A questão não é “usar ou não usar IA”, mas “como e com que propósito?”.
A inteligência artificial não é inimiga da educação. O problema está em usá-la para acelerar o que deveria ser desacelerado: o pensamento.
A educação não pode se resumir à transmissão de conteúdo ou ao treinamento para um mundo automatizado.
Ela precisa oferecer aquilo que nenhum sistema, por mais avançado, consegue replicar: a capacidade humana de criar sentido em meio à incerteza.
Isso significa formar sujeitos capazes de fazer perguntas que ainda não têm resposta. Ou, mais profundamente, capazes de sustentar o desconforto de não sabê-la.
Essa talvez seja a principal competência do século 21: lidar com o que não está resolvido.

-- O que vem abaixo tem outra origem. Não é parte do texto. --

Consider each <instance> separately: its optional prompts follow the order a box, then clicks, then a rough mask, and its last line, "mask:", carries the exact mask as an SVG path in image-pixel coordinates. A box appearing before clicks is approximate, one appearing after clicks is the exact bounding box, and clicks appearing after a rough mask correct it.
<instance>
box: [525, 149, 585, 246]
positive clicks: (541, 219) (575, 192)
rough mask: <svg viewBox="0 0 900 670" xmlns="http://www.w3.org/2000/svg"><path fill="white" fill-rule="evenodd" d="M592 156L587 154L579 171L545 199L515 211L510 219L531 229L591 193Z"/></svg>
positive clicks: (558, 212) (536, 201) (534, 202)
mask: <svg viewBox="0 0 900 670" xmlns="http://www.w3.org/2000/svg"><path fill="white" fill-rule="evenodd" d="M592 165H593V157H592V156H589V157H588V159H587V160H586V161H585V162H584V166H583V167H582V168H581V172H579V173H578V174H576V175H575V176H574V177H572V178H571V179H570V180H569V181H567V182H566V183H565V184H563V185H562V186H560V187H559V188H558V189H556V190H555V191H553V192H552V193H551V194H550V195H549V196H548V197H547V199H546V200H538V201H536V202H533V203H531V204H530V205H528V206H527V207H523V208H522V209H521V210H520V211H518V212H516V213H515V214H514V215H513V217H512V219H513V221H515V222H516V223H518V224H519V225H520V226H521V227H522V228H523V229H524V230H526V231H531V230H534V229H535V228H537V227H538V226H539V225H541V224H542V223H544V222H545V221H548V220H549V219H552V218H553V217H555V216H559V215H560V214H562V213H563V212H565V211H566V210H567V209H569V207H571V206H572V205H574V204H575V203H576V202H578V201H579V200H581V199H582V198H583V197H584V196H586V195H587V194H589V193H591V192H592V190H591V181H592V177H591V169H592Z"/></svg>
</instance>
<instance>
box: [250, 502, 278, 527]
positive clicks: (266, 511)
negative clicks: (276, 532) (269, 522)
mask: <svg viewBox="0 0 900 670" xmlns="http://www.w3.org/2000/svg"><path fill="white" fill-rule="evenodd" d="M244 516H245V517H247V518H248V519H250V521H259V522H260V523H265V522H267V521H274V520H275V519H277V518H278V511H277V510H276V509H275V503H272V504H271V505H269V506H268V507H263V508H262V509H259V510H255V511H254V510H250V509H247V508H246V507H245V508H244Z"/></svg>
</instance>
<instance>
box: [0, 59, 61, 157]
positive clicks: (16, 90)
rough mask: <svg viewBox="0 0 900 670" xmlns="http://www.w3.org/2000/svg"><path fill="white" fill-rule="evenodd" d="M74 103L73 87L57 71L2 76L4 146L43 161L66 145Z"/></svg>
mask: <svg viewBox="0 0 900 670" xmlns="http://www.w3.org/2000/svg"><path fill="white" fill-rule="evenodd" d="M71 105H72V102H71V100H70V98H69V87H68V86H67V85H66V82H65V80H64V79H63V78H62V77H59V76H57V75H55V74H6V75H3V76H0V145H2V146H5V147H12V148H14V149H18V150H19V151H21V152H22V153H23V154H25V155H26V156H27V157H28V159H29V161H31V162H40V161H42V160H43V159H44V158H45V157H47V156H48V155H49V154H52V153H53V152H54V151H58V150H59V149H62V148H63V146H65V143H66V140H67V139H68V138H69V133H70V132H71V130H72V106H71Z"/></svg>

Como transformar salas de aula em espaços de investigação genuína? Eis algumas pistas:
• Trocar aulas expositivas por vivências dialógicas;
• Estimular perguntas que cruzem saberes, realidades e afetos;
• Avaliar não apenas o que o aluno responde, mas o que ele ousa perguntar;
• Premiar a imaginação mais do que a reprodução.
Encantamento não é ornamento. É consequência de um ambiente em que perguntas são levadas a sério.
Perguntar, hoje, é um gesto subversivo. Porque recusa a pressa, o automatismo e a ilusão de que tudo já está resolvido.
Num tempo em que o pensamento é continuamente empurrado para a eficiência, a educação que se propõe a provocar dúvidas em vez de eliminar incertezas age como contrafluxo.
Talvez a inovação mais radical deste século seja essa: ensinar alguém a sustentar a dúvida — antes que ela seja dissolvida por mais uma resposta automática.